Monday, October 10, 2011

Steaks on a Plate

I believe in the judicious use of failure.  One must learn, in a way, to fail, as a comparison for success.


This is not new.  People the world over, from philosophers to 50cent have discussed this idea--light needs dark as much as dark needs light.

This is a long road to say that the last time I attempted steak, I failed miserably.

Too red in the middle, too tough on the outside--the whole thing was a mess.  If I were cooking tuna steaks, it would have been perfect.  These were not tuna steaks, however, just regular moo-cows.

I tried steak again as I wanted to know more about what exactly I had done wrong.  For the impatient readers among us, my previous point of failure was not placing the steaks in the oven after cooking on the stove (see steps below).  I will also save time and tell you that while I learned a great deal today about steak prep/cooking, I am unsure whether today was a success or merely another mark in the road to good steak.

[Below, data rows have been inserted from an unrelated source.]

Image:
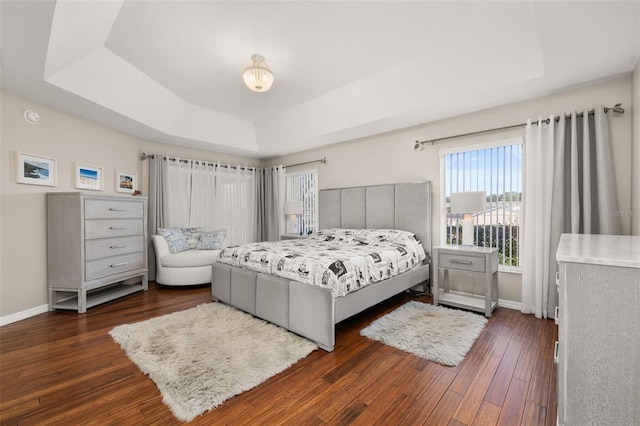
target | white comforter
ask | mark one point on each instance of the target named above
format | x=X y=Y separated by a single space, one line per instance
x=342 y=260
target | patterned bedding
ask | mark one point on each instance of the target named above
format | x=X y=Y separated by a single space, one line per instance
x=342 y=260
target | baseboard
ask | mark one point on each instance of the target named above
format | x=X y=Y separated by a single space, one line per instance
x=19 y=316
x=502 y=303
x=510 y=304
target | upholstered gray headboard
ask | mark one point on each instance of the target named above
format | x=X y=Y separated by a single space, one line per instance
x=405 y=206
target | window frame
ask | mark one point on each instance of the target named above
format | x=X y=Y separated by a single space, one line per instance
x=516 y=140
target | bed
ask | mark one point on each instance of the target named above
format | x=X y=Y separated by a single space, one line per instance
x=313 y=311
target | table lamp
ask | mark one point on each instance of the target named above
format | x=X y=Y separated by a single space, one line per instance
x=292 y=208
x=468 y=203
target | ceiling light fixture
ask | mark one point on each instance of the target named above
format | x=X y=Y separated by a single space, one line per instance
x=258 y=77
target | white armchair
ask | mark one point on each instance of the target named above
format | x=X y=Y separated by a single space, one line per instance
x=189 y=267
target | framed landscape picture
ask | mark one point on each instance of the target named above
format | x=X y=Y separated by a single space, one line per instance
x=126 y=182
x=89 y=177
x=35 y=169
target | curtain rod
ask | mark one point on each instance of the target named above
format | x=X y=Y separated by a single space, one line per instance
x=617 y=108
x=184 y=160
x=322 y=161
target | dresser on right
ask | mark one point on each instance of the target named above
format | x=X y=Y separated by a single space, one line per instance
x=598 y=347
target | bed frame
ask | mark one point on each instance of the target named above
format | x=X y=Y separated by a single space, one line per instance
x=312 y=311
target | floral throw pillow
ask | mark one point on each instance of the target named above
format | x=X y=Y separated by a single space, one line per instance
x=192 y=235
x=211 y=240
x=176 y=240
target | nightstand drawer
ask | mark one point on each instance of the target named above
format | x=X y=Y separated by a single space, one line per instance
x=461 y=261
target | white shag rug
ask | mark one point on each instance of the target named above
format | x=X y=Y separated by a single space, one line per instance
x=431 y=332
x=205 y=355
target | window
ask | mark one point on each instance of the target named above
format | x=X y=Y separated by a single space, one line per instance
x=495 y=168
x=302 y=186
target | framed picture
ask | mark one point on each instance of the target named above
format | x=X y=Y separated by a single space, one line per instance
x=89 y=177
x=35 y=169
x=126 y=182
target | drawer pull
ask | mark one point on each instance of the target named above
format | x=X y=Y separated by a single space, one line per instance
x=461 y=262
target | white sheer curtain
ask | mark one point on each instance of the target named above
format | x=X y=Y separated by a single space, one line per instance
x=203 y=200
x=235 y=203
x=176 y=191
x=210 y=196
x=569 y=188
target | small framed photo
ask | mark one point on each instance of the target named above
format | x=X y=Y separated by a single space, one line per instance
x=89 y=177
x=36 y=170
x=126 y=182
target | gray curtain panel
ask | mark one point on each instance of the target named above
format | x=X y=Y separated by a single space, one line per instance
x=155 y=206
x=570 y=188
x=583 y=184
x=270 y=199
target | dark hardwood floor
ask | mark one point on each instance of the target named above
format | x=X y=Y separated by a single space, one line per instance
x=64 y=368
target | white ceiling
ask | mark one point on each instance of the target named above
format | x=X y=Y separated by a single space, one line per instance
x=170 y=71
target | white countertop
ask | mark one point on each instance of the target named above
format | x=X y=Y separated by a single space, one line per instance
x=613 y=250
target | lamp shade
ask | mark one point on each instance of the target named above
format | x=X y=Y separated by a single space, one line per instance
x=468 y=202
x=292 y=207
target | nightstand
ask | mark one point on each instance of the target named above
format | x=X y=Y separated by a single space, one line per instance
x=290 y=236
x=472 y=259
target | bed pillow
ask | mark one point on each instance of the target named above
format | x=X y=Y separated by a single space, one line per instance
x=175 y=239
x=211 y=240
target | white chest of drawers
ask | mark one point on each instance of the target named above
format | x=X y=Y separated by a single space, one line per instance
x=598 y=348
x=96 y=248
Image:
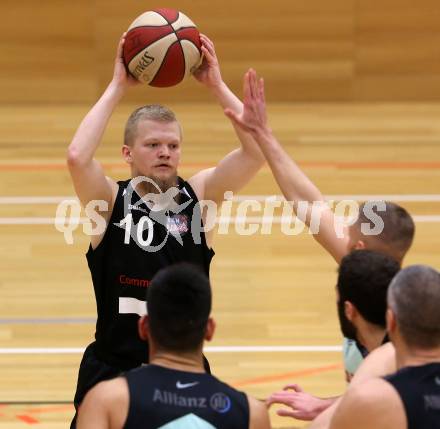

In other words, I have much to learn, and much more beef to maim before I get it right.

Today's steak story begins with a lesson on preparation.  According to a few websites I'd found, there are many roads that lead to a good steak on a stove.  However, most would agree that steaks are best cooked on the grill.  What with the wildfires (and general laziness), I did not fire up the coals outback, so I already knew I was starting with sub-prime steak.

The general idea for "indoor steaks:"

1. Room Temperature, Pat Dry.
2. Season with Salt and Pepper.
3. Hot Pan, cook on both sides approx. 3 min
4. Finish in a hot oven.
5. Let sit for 10 min after cooking to lock the juices in.

These steps are nothing new, and most people would probably agree that they knew these steps (or at least intuitively knew them) as it stands.  However, I found that step two is controversial in some circles, as well as step three and four combined.

Step two: There are a few theories on seasoning.  The first theory is that a quality cut of steak needs nothing more than salt and pepper.  Anything else is superfluous, and not worth your time.  The other theories discuss the point at which one salts the meat, the "salt early" vs the "salt late" methods.

Basically, it is what it sounds like.  Some believe salting early is much like a brine--you tenderize the meat and draw some of the water out which will be reabsorbed to further enhance flavor.  Some believe that salt merely dries out meat and should be added at the very end, as flavor and flavor alone.

Step Three/Four: From what I've been reading, these steps are interchangeable, it just depends on personal preference.  According to the website I linked to above, if you were to switch, the idea is to salt and pepper the meat, place on a wire rack above a cookie sheet in the oven and cook on low heat (275degrees) until the meat reaches 110 degrees internally.  Promptly remove, and place in a hot pan on the stove, 3-4 min on each side.  Follow through to step 5. Furthermore, some folks believe that one should know the internal temperature of the meat by touching or looking at it, as to pierce the meat is to release it's juices, giving you dry, tasteless, and therefore sad, meat. I found this website to be helpful for the meat-novice such as myself.

I used the "Salt Late" method and reversed step 3+4 as stated above, save the pan portion; I used a pan I had used that morning to fry bacon in, so it had a great build up of bacon crust and grease (what can I say? Bacon is the meat that's so good it's used to flavor other meats).

The results?  Medium-well, with a good flavor on the crust.  The only problem is that I found it too chewy altogether.  J felt differently, stating, "you are the worst critic of your own food."

For sides, I used a recipe for a zucchini couscous and made an impromptu salad.

You be the judge:


Off to watch the first season of "Community."  Man, did I get on that train late or what?